July 29, 2015
Best Practices: New Credit Elsewhere Requirements Effective 10/1/2015
by Ethan W. Smith
Over the past weeks, SBA lenders have been anxiously watching as the SBA 7(a) program approached, and then hit, the congressional limit of $18.75 billion of authorized 7(a) loans, temporarily halting 7(a) loan approvals with more than 60 days remaining in fiscal year 2015. Fortunately, thanks to the hard work of the National Association of Government Guaranteed Lenders and the quick action of the SBA, Congressional leadership, and the President, H.R. 2499 was quickly passed and signed into law, increasing the authorized lending limit from $18.75 billion to $23.5 billion for the remainder of FY 2015, and thereby averting a prolonged interruption to the flow of capital to America’s small business community. 7(a) loan approvals resumed the afternoon of July 28, 2015. NAGGL, the SBA and the political leadership should all be applauded for their swift, decisive action in resolving this matter.
In addition to the increase in the loan level authorization, H.R. 2499 also contains provisions that amend the provisions of the Credit Elsewhere Test, effective as of October 1, 2015. The Credit Elsewhere Test, which is set forth at 13 CFR §120.101, provides that “SBA provides business loan assistance only to applicants for whom the desired credit is not otherwise available on reasonable terms from non-Federal sources.” Historically, circumstances that would satisfy the Credit Elsewhere Test included items such as i.) the borrower requiring a longer maturity than permitted by lender’s policy; ii.) the loan exceeding the lender’s legal lending limit; iii.) the lender’s liquidity depending upon its ability to sell into the secondary market; iv.) a collateral shortfall; or v.) the lender’s policy restricting loans to startups or businesses in a particular industry. See SOP 50 10 5(H), Subpart B., Chapter 2, Paragraph III.C.4.
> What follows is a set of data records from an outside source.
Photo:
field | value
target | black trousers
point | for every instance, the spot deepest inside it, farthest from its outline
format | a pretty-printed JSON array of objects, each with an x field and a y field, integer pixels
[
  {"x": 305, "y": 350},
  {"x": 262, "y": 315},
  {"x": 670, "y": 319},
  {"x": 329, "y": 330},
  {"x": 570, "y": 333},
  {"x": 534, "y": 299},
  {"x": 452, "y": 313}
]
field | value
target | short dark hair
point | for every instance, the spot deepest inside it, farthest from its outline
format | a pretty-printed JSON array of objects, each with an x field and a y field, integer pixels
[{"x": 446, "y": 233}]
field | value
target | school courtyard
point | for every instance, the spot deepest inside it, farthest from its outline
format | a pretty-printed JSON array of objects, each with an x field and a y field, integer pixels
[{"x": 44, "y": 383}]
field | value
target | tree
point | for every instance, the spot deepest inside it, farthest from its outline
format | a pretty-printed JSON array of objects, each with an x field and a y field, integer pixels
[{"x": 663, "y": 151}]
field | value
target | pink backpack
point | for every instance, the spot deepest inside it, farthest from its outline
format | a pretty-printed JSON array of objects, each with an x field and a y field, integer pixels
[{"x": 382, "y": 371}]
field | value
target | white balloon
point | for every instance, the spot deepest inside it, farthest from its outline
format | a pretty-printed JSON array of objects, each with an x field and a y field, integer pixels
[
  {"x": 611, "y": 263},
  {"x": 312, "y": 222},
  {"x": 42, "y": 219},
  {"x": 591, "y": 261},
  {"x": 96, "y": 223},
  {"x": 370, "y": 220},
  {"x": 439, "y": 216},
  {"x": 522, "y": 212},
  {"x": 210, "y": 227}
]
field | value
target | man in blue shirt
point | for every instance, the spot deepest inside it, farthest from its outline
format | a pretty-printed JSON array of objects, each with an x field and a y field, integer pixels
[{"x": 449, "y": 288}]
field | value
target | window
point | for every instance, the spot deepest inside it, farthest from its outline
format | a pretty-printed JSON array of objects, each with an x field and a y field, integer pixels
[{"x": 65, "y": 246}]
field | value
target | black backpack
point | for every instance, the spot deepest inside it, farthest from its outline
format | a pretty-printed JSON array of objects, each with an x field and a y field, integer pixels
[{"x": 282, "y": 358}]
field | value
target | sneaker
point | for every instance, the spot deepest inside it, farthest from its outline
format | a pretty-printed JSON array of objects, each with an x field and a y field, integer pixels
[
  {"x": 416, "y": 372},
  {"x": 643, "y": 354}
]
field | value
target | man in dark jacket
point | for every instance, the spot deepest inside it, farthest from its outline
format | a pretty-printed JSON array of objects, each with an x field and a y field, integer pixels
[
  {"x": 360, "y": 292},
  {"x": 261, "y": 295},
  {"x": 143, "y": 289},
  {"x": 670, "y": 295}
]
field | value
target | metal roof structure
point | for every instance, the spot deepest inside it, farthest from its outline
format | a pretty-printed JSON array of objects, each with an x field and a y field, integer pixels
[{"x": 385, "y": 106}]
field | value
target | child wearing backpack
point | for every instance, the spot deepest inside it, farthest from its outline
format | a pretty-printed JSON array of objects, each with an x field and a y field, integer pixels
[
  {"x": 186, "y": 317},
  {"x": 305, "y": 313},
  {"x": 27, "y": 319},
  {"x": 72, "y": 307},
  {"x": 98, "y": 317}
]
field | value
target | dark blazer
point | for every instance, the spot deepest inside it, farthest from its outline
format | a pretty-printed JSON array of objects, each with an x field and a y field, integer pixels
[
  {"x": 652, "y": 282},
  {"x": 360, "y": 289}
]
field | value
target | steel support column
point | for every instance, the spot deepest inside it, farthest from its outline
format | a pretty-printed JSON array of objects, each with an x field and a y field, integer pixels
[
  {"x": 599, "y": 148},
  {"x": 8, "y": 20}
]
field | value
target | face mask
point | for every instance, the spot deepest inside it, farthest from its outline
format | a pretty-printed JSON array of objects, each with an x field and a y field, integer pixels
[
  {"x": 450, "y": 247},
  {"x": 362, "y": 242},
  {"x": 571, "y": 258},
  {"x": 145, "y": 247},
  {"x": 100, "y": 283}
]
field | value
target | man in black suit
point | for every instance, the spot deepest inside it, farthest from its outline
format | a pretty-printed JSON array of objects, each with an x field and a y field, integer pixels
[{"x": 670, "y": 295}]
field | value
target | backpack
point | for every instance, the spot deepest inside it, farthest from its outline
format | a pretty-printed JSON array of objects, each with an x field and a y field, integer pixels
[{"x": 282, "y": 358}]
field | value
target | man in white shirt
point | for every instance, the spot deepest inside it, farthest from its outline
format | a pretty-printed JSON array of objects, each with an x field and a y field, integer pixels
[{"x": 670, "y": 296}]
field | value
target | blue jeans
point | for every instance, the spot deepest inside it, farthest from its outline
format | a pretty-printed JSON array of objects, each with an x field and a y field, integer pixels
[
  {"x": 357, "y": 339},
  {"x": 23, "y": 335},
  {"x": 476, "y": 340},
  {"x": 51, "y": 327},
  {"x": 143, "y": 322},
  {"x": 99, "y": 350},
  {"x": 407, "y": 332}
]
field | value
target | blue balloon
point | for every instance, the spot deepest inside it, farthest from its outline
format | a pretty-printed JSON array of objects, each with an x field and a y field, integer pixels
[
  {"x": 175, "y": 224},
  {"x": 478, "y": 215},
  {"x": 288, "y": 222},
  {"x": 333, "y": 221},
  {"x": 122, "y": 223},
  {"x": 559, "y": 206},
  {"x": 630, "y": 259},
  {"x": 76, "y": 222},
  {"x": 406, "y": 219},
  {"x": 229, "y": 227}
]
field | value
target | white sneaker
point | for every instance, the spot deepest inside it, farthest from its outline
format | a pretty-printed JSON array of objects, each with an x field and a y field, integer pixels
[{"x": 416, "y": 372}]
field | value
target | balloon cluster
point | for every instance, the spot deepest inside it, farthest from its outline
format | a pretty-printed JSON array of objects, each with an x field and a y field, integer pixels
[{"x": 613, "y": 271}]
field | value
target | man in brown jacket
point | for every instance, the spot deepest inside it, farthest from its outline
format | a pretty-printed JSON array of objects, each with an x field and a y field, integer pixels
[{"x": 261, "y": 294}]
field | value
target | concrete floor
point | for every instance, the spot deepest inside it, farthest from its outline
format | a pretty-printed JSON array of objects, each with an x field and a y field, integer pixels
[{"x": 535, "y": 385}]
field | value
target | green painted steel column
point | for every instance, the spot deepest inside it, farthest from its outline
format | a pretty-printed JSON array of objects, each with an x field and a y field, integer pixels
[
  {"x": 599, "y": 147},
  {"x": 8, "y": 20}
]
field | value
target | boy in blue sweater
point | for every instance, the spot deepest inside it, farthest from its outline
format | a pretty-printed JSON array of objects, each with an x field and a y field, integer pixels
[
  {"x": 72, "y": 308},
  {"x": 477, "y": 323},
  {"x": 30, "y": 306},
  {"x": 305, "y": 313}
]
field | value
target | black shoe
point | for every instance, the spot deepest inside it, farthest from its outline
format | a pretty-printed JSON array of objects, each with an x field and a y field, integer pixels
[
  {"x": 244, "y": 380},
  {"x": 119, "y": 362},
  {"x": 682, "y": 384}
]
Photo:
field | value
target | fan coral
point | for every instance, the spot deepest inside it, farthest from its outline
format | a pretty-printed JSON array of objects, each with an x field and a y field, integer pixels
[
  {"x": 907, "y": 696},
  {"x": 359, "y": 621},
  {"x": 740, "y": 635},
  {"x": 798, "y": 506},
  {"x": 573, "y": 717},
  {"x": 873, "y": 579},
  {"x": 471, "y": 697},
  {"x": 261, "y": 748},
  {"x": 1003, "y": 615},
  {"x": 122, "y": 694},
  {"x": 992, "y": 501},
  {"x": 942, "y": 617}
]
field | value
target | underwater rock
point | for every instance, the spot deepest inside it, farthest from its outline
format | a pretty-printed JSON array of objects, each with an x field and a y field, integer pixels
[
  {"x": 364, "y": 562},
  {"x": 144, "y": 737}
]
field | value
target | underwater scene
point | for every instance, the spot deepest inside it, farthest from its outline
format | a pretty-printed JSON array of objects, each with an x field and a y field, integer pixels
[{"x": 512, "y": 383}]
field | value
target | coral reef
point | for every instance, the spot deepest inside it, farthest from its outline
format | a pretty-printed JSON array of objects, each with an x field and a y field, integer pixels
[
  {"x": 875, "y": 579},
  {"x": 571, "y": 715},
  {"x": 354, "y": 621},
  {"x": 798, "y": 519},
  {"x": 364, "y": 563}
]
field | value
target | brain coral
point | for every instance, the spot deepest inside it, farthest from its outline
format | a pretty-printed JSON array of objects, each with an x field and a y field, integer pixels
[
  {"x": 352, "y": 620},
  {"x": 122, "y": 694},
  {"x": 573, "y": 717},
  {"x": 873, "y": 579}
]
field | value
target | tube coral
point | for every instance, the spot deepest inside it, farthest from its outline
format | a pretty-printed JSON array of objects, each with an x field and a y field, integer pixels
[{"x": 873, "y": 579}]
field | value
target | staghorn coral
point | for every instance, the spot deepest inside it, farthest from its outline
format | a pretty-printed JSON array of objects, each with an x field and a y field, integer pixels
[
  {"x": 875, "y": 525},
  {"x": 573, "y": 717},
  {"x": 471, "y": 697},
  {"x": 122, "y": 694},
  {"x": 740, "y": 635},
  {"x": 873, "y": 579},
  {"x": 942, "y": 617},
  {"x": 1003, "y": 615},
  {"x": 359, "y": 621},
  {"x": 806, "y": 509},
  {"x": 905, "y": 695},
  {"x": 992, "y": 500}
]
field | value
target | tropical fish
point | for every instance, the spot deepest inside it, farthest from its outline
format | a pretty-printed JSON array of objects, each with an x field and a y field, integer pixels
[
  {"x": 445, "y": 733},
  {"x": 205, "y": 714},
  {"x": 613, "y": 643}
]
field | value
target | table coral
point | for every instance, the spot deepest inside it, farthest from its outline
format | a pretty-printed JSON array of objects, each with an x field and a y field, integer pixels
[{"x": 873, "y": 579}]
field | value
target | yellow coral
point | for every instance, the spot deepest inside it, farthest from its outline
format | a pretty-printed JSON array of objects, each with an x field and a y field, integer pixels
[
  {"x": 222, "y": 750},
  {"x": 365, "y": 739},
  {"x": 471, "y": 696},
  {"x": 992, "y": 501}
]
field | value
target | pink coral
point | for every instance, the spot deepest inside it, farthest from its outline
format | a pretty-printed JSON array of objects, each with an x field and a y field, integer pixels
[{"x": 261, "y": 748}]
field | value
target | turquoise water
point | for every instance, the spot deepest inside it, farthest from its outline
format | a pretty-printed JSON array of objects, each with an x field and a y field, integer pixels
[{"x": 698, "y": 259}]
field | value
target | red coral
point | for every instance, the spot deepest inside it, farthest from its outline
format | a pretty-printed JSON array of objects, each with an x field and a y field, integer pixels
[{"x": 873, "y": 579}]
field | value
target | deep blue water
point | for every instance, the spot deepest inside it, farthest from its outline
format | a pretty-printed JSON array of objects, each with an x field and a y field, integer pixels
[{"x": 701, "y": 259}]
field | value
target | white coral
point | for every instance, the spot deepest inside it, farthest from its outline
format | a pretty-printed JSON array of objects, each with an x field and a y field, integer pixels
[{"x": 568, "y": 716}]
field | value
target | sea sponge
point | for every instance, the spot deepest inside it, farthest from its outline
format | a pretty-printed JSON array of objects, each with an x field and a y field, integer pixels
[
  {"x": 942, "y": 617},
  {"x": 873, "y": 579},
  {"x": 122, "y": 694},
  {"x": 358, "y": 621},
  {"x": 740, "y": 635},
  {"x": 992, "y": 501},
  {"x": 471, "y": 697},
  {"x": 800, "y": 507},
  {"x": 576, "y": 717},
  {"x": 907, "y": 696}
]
H.R. 2499 changed the acceptable credit elsewhere requirements to restrict lenders from relying upon the legal lending limit or the liquidity from sale into the secondary market provisions as the sole justifications for meeting the Credit Elsewhere Test. Accordingly, beginning October 1, 2015, lenders must provide a credit elsewhere justification other than the liquidity and lending limit justifications set forth above to meet the Credit Elsewhere Test. Because credit elsewhere is one of the fundamental underpinnings of eligibility for a 7(a) loan guaranty, lenders that fail to comply with these new rules may be subject to a denial of the SBA guaranty in the event of default or an enforcement action for failure to comply with program requirements.